Após séculos de dominação absoluta de toda a civilização ocidental e de se ter corrompida pela prepotência, a Igreja Católica Apostólica Romana teve seu poder dogmático decisivamente contestado por Martinho Lutero, quando esse afixou no portal de entrada da Igreja do Whitberg suas 95 teses, que deram margem a chamada Reforma Protestante. Este movimento veio se opor à Igreja Medieval, que já não defendia verdadeiramente aqueles ideais balizadores do Cristianismo: a justiça, a igualdade e a fraternidade entre os homens.

Para combater esse movimento reformador, foi criado o órgão denominado Tribunal do Santo Ofício da Inquisição, que seria responsável pela defesa dos princípios regentes do catolicismo da época. Os inquisidores, em defesa daquela instituição degenerada, mostrando intolerância e hipocrisia desmedida, cometeram inúmeras atrocidades: torturaram, queimaram e assassinaram milhares de pessoas. Isso ocorreu pelo simples fato de que tais agentes da Igreja eram dotados de poderes ilimitados, somente controlados por aqueles que detinham poder temporal comparável ao da própria Igreja. Dessa forma, os mais pobres e os desafetos dos nobres e clérigos mais importantes eram rapidamente transmudados em heréticos contumazes.

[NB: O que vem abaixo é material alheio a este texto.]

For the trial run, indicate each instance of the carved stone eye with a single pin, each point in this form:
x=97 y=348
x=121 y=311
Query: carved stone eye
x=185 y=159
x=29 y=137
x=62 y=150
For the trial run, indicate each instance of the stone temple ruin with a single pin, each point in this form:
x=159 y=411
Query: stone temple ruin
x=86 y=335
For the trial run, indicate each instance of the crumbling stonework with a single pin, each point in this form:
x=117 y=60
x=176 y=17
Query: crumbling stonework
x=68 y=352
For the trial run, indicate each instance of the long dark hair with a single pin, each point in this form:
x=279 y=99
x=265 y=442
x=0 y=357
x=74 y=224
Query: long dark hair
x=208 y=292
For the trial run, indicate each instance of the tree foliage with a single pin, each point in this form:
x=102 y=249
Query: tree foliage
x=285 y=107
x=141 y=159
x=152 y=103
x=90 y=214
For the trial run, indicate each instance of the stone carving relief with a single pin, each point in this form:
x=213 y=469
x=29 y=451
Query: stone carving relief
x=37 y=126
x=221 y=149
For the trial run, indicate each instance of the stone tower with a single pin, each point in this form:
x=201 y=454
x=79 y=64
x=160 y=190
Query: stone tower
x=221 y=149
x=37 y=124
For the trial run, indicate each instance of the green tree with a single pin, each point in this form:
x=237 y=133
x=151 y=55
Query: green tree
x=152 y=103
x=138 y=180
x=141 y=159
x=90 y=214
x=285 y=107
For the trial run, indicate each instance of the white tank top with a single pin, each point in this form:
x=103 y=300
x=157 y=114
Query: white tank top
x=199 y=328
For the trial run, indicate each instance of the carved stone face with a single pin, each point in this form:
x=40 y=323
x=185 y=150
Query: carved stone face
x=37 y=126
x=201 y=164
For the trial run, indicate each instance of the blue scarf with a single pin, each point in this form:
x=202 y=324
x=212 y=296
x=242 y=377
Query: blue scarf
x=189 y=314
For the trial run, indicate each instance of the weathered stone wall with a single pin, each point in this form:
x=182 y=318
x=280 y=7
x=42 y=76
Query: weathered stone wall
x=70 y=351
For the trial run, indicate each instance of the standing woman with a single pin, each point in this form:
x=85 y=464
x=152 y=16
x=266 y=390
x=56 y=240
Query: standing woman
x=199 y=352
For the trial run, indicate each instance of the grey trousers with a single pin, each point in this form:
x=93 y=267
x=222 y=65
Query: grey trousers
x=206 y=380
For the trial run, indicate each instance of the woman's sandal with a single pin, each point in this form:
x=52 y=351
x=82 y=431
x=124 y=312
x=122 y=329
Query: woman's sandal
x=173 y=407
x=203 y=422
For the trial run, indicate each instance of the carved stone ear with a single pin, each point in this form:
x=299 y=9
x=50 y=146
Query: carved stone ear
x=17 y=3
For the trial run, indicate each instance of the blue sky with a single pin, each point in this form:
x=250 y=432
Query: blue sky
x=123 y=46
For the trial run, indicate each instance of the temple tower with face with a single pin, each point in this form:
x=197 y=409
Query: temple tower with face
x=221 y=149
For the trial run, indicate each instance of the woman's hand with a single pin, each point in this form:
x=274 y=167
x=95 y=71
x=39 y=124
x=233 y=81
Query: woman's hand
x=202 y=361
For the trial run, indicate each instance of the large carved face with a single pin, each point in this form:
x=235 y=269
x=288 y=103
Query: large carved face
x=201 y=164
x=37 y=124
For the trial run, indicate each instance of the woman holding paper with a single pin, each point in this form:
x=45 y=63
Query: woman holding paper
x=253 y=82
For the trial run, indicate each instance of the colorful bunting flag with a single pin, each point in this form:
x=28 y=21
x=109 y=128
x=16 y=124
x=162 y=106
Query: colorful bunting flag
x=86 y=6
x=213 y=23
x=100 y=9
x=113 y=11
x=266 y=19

Nos Estados Nacionais, por sua vez, visto que foram inicialmente formados com base em monarquias absolutas, em que o Príncipe tinha "inspiração divina para governar", eram promovidas verdadeiras orgias com o dinheiro público, não havia respeito a liberdade ou a igualdade. O Príncipe fazia aquilo que desejava. Contra tal realidade, que demonstrava claramente que o Estado se afastará de suas funções primordiais – defender os interesses da coletividade que o forma – , também insurgiram-se "reformadores", na verdade advieram revoluções, que culminaram com a formação do Estado Moderno, o Estado Democrático de Direito, em que todos são iguais perante a lei, ninguém é punido sem que antes lei estabeleça a possibilidade de punição, todos tem direito a ampla defesa e ao contraditória nos procedimentos administrativos e judiciais, não se pode privar nenhum homem de seus bens sem a obediência do devido processo legal, e a dignidade, a privacidade, a honra dos cidadões tem proteção constitucional inderrogável.

Viga mestra do sistema constitucional moderno e a divisão dos poderes, como pensada por Montesquie, em que o Estado possui três funções, a legislativa, a executiva e a jurisdicional, as quais, pelo método de freios e contrapesos, levaria a permanência da justiça e da liberdade.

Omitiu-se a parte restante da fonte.